Se o fenômeno indubitavelmente existe e se a sua objetiva realidade não está, como demonstram os controles, situada na estátua, essa realidade deve estar em alguma outra parte. Ora, o milagre não é menor, se a sua sede for transferida de um movimento físico, espiritualmente sem nenhum valor, a um movimento de almas. E aqui é o caso de crer que, se os aparelhos sismográficos tivessem sido postos na alma das multidões, ao invés de na estátua, eles teriam registrado oscilações normais. Mas a ciência não possui sismógrafos capazes de registrar tais movimentos Deve-se crer mesmo que, se as máquinas fotográficas tivessem podido gravar a imagem psicológica espiritual da estátua na alma dos observadores, teriam registrado imagens bem diversas das estáticas. Mas tais máquinas fotográficas não existem. É certo que se o fenômeno não é solúvel no plano físico, deve sê-lo no espiritual. É certo também que existem realidades interiores, sólidas e objetivas, poderosas e resistentes, tanto quanto as exteriores, se não mais Não é mais fácil mudar a forma de uma montanha que a de um tipo de personalidade?

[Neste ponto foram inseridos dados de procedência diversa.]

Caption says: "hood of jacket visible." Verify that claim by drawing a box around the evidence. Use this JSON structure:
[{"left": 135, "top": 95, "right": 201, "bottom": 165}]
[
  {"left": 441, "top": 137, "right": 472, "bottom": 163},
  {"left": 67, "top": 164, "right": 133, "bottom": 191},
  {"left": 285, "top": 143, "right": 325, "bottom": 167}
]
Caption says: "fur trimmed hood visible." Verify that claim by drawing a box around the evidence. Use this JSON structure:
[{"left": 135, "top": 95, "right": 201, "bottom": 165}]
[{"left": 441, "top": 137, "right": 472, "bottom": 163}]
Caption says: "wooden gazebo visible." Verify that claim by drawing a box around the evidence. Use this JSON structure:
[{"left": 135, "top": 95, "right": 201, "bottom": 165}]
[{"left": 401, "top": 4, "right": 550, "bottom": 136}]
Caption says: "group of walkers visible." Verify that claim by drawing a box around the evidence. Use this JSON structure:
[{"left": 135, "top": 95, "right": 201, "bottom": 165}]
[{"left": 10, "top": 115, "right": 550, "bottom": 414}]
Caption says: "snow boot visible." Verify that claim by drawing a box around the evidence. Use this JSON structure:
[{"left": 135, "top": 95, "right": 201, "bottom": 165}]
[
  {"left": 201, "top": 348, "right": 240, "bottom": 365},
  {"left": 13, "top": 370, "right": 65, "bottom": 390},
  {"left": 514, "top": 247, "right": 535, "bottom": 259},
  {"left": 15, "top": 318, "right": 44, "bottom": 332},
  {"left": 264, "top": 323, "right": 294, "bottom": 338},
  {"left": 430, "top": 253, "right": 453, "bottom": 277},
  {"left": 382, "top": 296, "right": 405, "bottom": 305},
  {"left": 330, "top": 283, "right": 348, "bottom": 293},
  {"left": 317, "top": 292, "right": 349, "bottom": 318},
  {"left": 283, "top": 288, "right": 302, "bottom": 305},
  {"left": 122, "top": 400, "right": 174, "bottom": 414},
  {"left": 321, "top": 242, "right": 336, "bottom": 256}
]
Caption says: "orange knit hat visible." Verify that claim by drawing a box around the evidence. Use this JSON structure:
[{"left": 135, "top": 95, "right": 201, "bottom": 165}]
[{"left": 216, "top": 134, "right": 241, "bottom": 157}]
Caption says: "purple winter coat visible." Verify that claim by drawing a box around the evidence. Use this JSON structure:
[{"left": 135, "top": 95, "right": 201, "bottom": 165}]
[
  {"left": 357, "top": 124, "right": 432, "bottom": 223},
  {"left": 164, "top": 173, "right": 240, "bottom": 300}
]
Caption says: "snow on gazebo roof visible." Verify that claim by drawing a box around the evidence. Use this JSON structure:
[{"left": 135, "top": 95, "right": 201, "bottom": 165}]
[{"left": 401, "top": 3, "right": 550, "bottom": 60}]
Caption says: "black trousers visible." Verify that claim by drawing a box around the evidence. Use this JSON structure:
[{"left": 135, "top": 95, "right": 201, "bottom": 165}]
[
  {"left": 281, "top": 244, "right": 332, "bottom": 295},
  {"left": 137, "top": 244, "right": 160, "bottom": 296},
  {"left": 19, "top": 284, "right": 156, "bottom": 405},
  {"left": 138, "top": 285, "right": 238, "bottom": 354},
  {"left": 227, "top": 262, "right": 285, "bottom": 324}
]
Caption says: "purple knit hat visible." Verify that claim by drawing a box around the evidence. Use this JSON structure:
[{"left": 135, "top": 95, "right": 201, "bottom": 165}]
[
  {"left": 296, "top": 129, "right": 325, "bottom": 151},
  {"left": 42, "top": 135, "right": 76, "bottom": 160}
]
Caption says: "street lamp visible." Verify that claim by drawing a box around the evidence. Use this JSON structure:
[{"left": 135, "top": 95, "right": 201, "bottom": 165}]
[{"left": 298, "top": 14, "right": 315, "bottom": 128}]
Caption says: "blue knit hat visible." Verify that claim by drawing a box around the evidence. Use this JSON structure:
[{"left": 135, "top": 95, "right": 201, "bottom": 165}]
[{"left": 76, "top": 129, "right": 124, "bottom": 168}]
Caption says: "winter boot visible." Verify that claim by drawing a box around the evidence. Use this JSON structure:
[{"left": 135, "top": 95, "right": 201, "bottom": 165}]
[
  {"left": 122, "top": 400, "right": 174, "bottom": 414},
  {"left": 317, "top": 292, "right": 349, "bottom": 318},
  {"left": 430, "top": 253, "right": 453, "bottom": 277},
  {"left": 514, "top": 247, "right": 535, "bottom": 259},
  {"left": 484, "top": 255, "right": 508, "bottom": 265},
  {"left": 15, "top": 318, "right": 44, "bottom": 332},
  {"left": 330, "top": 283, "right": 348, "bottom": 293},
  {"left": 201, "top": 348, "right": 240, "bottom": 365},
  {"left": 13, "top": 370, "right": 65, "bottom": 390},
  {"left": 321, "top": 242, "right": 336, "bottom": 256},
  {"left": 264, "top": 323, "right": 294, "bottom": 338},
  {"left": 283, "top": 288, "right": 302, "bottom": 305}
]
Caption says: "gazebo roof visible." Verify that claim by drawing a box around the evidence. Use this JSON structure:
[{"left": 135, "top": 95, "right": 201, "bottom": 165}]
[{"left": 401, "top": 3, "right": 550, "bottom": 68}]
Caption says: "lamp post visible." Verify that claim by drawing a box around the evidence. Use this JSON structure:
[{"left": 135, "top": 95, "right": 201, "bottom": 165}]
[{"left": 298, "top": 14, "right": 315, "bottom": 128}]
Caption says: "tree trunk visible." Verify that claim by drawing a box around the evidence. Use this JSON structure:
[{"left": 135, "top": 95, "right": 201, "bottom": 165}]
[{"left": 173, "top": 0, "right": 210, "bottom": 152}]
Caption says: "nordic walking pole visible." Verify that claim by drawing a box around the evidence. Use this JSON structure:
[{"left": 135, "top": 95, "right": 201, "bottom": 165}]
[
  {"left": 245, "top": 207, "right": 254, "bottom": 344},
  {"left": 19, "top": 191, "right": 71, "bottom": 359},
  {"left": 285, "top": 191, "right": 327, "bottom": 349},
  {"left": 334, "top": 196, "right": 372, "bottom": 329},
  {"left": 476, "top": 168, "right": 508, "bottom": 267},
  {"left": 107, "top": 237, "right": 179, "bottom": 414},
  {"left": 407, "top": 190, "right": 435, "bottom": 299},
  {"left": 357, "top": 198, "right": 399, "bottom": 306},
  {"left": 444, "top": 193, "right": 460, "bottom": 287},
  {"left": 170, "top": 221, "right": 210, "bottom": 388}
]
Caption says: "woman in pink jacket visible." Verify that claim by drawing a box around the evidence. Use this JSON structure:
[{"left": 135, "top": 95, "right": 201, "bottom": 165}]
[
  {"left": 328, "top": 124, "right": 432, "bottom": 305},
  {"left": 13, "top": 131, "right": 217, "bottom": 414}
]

Com tudo isto, exauridas todas as hipóteses científicas, a realidade objetiva do fenômeno permanece e se apoia em fatos bem sólidos quanto os da realidade exterior, que parecem negá-lo. Deixemos a matéria entregue às suas leis. O espírito não tem precisão dela, a não ser, quando muito, como ponto de referência para fixar a atenção e as idéias. Mas a causa, o motor, não está na matéria, mas no espírito. Em um artigo não é possível expor mais do que as conclusões. Neste caso o movimento não é de caráter físico, mas está repleto de sentimento e de significação moral, qualidades ignoradas na matéria.

Observa-se na estátua um arquejar doloroso, as mãos se estendendo como por amor, enquanto a coroa e toda a matéria circunstante permanecem imóveis e indiferentes. O fenômeno, pois, projetou-se também na matéria, está e tem origem nas almas, mesmo que estas tenham a necessidade de projetá-lo em uma realidade exterior, onde pode ser reconhecido e encontrado. Toda a técnica das imagens corresponde a esta lei. O fenômeno não é menos extraordinário por isso Ao contrário, justamente por estar situado nas almas e revestir-se de um caráter espiritual, representa a via lógica e natural da comunicação do. homem com as forças superiores da divindade. O fenômeno se torna realmente miraculoso, quando pensamos que é tão poderoso este contato das massas com Deus, e de tal ordem o movimento espiritual, que invade mesmo a matéria e a arrasta consigo. Isto é o que confere a esta, no fenômeno, a parte de efeito, e não como se acreditou, a de causa.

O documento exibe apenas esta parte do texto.